2. Cerfs-volants Edo, Honshū

2.1 Kaku dako [Cerfs-volants rectangulaires]

Les cerfs-volants rectangulaires sont souvent tous appelés cerfs-volants Edo, mais à tort. En effet, les cerfs-volants rectangulaires ne sont pas tous originaires d’Edo. Parmi ceux de la collection du musée du quai Branly, on trouve des cerfs-volants rectangulaires de Kyoto, dont deux sont conservés sous les références 71.1937.40.92 bis et 71.1937.40.96, et des cerfs- volants Tsugaru, originaires d’Aomori, dont un est conservé sous la référence 71.1967.36.376. Ce ne sont que deux exemples parmi d’autres. Sans réaliser une liste exhaustive, parmi les cerfs-volants rectangulaires, on compte également les cerfs-volants de Saku [佐久凧, saku

dako] de la préfecture de Nagano, les cerfs-volants Soleil Levant [日出てんばた, hinode tenbata] de la préfecture de Miyagi, ou encore les cerfs-volants Senka [仙花いか, senka ika]
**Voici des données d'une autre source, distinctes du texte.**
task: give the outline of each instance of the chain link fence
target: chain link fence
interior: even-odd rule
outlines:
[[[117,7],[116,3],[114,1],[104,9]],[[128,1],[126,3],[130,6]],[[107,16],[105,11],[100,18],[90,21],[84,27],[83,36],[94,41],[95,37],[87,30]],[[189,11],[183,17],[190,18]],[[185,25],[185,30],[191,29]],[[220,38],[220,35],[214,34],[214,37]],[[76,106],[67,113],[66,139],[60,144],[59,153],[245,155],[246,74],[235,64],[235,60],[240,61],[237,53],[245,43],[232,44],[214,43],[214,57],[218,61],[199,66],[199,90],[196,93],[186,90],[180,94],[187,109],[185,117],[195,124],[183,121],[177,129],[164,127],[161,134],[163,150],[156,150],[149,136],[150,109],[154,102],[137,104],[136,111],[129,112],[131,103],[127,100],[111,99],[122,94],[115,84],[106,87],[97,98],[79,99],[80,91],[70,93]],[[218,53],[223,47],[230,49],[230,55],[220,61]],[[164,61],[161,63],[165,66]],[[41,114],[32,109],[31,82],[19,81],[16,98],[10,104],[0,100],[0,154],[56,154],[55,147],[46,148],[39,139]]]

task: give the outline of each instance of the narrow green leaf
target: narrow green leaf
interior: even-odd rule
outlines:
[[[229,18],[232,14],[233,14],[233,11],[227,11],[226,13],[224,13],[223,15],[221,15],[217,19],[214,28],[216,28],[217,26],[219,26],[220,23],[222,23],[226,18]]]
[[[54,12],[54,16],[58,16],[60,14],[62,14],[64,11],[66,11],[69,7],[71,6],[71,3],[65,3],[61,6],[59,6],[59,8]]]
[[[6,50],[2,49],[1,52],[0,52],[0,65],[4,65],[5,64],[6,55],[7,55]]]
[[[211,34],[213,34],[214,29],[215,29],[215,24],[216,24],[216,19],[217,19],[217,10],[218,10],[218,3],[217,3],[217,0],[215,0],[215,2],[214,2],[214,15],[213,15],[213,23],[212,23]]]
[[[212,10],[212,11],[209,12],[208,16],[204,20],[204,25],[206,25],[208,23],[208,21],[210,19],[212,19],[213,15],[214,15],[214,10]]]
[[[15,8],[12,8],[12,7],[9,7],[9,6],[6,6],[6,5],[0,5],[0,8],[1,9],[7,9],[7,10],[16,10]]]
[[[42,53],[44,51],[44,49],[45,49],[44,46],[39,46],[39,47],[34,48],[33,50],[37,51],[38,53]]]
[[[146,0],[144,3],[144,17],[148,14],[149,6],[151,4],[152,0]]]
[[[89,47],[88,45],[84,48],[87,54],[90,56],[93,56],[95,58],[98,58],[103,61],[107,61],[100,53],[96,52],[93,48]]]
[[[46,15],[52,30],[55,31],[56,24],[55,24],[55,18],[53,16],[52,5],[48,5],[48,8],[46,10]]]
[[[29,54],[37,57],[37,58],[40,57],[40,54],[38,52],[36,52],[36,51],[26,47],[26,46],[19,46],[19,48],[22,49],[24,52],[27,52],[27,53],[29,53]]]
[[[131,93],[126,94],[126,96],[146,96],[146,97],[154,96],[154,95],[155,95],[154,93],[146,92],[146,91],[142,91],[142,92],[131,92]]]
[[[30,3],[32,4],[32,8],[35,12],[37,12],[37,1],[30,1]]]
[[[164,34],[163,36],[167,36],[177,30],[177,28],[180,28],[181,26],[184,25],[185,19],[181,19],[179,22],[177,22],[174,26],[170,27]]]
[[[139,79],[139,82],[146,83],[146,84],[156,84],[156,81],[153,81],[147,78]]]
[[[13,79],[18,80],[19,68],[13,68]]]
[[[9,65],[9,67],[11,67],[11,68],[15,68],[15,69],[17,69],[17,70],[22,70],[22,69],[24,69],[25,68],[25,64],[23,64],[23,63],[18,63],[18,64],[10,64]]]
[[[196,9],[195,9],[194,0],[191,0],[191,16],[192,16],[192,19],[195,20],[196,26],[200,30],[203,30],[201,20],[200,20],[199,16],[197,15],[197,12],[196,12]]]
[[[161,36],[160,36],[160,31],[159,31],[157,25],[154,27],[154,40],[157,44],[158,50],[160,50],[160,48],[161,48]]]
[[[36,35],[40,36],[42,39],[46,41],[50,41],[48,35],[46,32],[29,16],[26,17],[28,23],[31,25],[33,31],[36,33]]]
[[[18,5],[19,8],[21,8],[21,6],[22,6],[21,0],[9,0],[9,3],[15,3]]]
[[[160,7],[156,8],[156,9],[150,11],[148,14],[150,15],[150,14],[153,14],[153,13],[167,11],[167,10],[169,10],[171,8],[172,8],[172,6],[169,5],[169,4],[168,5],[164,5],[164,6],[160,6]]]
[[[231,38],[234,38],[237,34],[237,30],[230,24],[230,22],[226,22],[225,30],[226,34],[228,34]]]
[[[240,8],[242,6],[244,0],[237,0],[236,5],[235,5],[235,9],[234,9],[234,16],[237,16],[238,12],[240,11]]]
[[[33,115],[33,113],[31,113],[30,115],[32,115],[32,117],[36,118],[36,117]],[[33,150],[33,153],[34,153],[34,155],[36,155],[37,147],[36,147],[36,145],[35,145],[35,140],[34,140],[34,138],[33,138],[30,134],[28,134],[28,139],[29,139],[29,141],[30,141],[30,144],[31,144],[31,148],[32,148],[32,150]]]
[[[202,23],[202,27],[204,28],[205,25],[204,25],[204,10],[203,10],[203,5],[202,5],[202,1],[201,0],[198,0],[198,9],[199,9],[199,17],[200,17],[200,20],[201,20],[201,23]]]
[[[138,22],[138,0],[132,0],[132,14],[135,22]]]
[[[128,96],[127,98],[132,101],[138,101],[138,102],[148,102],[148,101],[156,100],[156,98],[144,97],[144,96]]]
de la préfecture d’Osaka. Tous partagent une même forme. Cependant, leur armature et le décor de leur voilure ont évolué différemment en fonction des traditions locales.

Les deux cerfs-volants rectangulaires Edo de la collection du musée du quai Branly sont référencés sous les numéros 71.1937.40.92.1-2 (figure 11, gauche) et 71.1937.40.95.1-2

(figure 11, droite). Ils font partie des plus anciens cerfs-volants japonais de la collection du musée et ils présentent une facture d’une grande finesse, tant du point de vue de la réalisation de leur armature, que de celle de leur décor. Ce travail de la main est d’autant plus appréciable que ces deux objets sont dans un très bon état de conservation.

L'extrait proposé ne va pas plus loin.